Speed, Strength, Low body fat, increased muscle mass…. the athlete’s mantra. Whether one is an athlete, or advising clients, the lure of products promising increased muscle mass, stamina and quicker recovery is irresistible. The preponderance of products on the store shelves as well as the electronic marketplace has dramatically increased availability and accessibility, without the guarantee of purity, safety or legality.
Those who work in the sports arena must be aware of products that athletes/clients choose to take, and offer guidelines for use, as well as information regarding side effects. The goal of nutritional ergogenic aids is performance enhancement, but unfortunately, several supplements may have the opposite effect, or act as ergolytic substances. Nutritional supplements are big business, and the list of products is growing daily. Athletes will continue to look for the magic bullet, and as highly disciplined as one might be regarding training, the same degree of care and perseverance does not necessarily translate to supplement use, where the potato chip theory, "No one can take just one" seems to apply. It is also important to note that what may work for you, may NOT be appropriate for your client(s)

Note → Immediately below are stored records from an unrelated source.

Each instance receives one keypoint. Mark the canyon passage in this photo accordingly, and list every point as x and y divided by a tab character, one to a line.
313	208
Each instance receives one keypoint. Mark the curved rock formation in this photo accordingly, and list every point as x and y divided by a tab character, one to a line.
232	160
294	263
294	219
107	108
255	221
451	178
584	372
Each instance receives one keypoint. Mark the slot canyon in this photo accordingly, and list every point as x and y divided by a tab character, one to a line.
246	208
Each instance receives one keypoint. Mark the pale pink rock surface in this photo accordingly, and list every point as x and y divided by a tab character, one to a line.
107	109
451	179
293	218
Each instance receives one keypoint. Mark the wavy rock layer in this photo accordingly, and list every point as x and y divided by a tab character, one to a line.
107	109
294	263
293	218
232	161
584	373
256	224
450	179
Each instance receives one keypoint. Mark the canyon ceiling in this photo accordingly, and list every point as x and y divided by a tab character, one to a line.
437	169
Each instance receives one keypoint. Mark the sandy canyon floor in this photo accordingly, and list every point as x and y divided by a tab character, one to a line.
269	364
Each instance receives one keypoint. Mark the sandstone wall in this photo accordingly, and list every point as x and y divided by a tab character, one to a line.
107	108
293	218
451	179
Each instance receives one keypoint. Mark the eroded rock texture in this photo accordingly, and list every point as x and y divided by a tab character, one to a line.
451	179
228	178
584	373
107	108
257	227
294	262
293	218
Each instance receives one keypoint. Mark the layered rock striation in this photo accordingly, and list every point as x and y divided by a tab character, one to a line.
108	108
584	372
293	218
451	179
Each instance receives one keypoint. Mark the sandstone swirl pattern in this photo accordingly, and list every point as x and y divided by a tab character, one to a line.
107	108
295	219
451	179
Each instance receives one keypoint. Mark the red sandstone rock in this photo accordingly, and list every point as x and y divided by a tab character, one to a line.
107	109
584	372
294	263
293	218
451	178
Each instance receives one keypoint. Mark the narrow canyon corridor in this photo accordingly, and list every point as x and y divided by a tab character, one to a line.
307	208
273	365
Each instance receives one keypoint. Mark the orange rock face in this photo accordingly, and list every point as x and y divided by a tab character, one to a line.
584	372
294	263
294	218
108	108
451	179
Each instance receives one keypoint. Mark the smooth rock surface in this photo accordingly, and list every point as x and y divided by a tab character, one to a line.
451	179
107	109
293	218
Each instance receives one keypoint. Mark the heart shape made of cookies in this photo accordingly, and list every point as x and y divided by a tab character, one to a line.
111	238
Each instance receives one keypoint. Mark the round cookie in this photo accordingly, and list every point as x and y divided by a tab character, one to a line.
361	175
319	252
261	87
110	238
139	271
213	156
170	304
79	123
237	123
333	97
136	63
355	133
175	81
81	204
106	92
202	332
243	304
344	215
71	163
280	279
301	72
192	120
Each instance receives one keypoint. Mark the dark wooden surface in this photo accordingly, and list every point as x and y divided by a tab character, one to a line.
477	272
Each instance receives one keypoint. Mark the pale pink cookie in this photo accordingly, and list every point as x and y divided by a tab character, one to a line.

The important points about supplement usage include:
Supplements are not one size fits all
Natural and safe are NOT synonymous terms
Supplements may be age and gender specific
Supplements are sports specific, and may be position specific
The efficacy of supplements is contingent upon the underlying hydration, diet and training
The issue of "stacking" may create safety problems
The efficacy of a product may be affected by fluid balance, meal composition, and training. Athletes who use supplements to substitute for food, fluid or activity are in for a rude awakening. All the creatine, vitamins and ephedra will NOT replace the fuel and activity. In addition, athletes who are already at the peak of physical ability and consume an optimal diet will for the most part realize little, if any benefit from supplement use. There is nothing wrong with the placebo effect, provided the supplement will not be harmful to the athlete.
Why do athletes take supplements? The following table lists the most commonly cited reasons for use.
| TABLE-1
REASONS FOR USE |
The "Edge"
Alterations in body composition
Weight management
Injury prevention
Exercise Recovery
Increased Energy
Peer Use |
Which supplements are taken most frequently? Table-2 lists the most commonly used supplements.
| TABLE-2
MOST COMMONLY USED SUPPLEMENTS |
Creatine
Ginseng
Ephedra
Protein supplements: Powders/Amino Acids
Vitamin-Mineral Supplements
Anti-inflammatory supplements |
ANABOLIC AGENTS
The most frequently and widely used category of nutritional ergogenic aids are those with supposed anabolic effects, to mimic the benefits of steroids in a legal manner. Creatine is by far, the most widely used supplement taken by both recreational and professional athletes. Creatine is synthesized in the kidneys, pancreas and liver from amino acid precursors, methionine, arginine, and glycine. It is also found in meat, fish and poultry and is absorbed intact by the gut when ingested. The ergogenic effect of creatine is attributed to its ability to increase tissue creatine levels, resulting in increased work capacity for intense activity and expediting the exercise recovery rate. This effect is seen more with activities requiring maximal or near maximal effort , not those involving submaximal endurance exercise.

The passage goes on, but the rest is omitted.